What I Learned from Clown Alley

Reading Clown Alley by Bill Ballantine, I expected to learn about greasepaint and slapstick, banana peels and pratfalls. And I did. But what surprised me—what stuck with me—is how deeply human the clown world is. Clowns, like pastors, are students of vulnerability. They train themselves to fall well, to fail big, to get back up with dignity and ridiculous grace.

Ballantine’s stories from inside the ring—his portraits of veteran clowns eating canned beans behind the big top or coaching the next generation on how to take a pie to the face—read, to me, like parables. These are not just funny people. These are people who know what it means to be seen. Who dare to be fools. Who understand the power of presence.
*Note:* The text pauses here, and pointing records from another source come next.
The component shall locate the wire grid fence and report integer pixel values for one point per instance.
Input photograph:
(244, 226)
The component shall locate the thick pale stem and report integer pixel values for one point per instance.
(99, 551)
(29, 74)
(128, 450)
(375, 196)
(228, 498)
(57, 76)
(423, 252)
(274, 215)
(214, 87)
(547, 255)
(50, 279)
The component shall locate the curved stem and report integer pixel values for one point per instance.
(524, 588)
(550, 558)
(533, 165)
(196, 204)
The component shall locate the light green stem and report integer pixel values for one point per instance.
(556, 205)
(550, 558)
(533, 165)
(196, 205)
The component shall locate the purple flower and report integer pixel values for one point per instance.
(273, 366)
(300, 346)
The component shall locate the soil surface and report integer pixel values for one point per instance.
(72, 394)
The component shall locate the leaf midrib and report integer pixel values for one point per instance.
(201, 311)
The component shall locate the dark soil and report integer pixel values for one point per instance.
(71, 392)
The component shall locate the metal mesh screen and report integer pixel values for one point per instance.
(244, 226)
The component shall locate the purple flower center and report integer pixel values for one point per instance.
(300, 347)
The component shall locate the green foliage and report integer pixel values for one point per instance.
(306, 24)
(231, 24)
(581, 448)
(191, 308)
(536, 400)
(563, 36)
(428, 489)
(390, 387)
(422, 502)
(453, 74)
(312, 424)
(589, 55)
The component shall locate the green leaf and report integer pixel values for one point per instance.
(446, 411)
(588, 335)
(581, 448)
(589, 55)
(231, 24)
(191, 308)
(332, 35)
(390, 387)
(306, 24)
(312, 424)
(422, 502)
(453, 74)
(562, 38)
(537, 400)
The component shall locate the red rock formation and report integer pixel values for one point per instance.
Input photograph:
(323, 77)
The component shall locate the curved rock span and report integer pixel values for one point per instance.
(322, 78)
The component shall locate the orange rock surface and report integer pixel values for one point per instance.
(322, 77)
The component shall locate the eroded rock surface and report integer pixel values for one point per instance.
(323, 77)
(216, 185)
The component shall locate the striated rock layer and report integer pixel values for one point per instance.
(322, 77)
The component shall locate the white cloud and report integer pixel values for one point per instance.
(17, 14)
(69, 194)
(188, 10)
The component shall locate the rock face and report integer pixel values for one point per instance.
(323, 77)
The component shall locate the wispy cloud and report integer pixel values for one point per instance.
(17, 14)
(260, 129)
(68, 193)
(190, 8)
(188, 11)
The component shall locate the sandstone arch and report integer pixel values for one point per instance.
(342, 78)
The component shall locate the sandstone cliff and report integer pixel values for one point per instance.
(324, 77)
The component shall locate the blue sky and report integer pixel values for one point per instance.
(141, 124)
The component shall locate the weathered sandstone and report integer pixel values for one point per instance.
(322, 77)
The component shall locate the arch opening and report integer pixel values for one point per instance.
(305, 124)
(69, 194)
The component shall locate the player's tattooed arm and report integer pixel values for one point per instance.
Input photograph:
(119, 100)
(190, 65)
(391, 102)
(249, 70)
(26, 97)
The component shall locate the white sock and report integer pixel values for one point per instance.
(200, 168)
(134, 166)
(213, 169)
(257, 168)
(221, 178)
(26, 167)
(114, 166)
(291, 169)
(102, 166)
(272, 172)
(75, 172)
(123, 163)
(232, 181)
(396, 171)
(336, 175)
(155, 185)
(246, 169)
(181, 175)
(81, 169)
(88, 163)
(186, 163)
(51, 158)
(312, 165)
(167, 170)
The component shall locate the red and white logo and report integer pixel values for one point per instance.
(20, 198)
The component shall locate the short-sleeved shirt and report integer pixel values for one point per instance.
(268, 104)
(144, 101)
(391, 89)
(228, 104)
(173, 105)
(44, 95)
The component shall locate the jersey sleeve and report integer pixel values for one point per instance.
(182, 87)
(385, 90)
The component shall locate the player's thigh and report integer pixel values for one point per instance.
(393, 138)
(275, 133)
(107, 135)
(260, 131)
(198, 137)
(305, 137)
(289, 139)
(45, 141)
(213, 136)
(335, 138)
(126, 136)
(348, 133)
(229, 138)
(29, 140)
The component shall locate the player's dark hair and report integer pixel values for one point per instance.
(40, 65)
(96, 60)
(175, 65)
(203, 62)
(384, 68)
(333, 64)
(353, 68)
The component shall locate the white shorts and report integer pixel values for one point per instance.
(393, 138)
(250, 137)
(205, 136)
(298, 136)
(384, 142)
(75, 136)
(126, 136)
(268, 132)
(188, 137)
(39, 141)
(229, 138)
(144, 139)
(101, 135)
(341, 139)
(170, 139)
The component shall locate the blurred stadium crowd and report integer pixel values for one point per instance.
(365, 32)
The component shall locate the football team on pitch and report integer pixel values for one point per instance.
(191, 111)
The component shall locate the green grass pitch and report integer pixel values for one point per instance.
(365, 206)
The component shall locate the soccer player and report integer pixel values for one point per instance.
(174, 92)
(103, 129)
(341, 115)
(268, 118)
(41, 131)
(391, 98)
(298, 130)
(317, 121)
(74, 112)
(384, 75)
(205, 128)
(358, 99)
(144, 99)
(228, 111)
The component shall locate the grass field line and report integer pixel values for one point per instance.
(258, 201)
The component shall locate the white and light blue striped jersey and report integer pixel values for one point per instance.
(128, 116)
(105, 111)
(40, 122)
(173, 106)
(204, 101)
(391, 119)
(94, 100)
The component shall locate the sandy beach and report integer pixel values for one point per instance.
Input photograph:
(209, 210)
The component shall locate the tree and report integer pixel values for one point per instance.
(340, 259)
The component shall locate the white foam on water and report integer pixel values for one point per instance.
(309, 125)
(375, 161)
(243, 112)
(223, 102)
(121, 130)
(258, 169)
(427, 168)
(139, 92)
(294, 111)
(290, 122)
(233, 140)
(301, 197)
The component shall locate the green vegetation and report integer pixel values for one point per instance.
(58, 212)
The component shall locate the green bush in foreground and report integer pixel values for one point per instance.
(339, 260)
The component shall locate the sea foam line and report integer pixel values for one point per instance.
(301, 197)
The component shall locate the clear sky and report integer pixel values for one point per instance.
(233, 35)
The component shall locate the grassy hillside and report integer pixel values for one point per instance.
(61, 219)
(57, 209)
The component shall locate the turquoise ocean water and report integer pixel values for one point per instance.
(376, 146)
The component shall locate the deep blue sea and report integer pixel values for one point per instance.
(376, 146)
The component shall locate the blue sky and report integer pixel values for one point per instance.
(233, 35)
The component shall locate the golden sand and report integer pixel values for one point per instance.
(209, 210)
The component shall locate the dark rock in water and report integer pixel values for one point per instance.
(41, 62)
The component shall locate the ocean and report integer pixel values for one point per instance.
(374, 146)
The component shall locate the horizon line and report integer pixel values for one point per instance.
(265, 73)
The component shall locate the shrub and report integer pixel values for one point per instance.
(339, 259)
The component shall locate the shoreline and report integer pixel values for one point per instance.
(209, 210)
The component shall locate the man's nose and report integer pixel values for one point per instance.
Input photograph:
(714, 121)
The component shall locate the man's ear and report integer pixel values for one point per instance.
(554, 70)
In the church, we talk a lot about incarnation—about how God became flesh and dwelled among us. In clowning, there’s something similarly incarnational: the holy risk of showing up with your whole, absurd, too-much self. Clowns don't hide their humanity; they exaggerate it, exposing our shared silliness and sorrow. They are both mirror and mercy.

Ballantine reminded me that ministry, like clowning, isn’t about being impressive. It’s about being available. It's about stumbling into grace, over and over, in front of a crowd. It’s about walking into sacred spaces (a.k.a. everywhere) with oversized shoes and open hearts, trusting that the Spirit might just be speaking through the laughter.

Reading Clown Alley, I remembered that the church is a kind of circus—holy, unpredictable, beautifully imperfect. And maybe, just maybe, that’s exactly how God likes it.